Even the War in Iraq.  As conservative as I am, the Bush Administration bungled this entirely, using one lone person as an informant, without even looking into what was actually going on.  And now look at what has happened.  This government is spending trillions of dollars on a war we don't want, in a country we don't want to be in, for a government style that hasn't worked correctly for a long time.

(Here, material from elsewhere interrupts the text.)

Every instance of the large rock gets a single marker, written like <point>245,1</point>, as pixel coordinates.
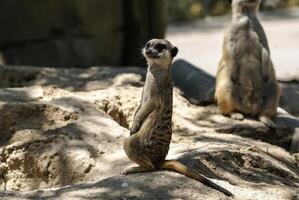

On top of all this, our elections have become nothing more than a mud-slinging contest on who can cover up the sun the most.  Each candidate paints themselves as the sunny, grass-is-greener-if-you-vote-for-me style candidate, and every time, we fall for it.  Then we vote them into office, and they either:

a. Do Nothing
or
b. Do what their predecessor did and screw things up more

So this comic, as much as this is the view of most American's, is wrong on many accounts.  It shows an extreme of the American nature, but at the same time, we all need to truly think about what we want as a nation.  On major issues like this, immigration, health care, tax reform, deficit spending, we as Americans need to look at what this government has done, what it wants to do, and what it is actually saying.  Otherwise, we're the ones who are going to end up looking like idiots when we realize that the only one getting ahead is the ones that are doing all the talking.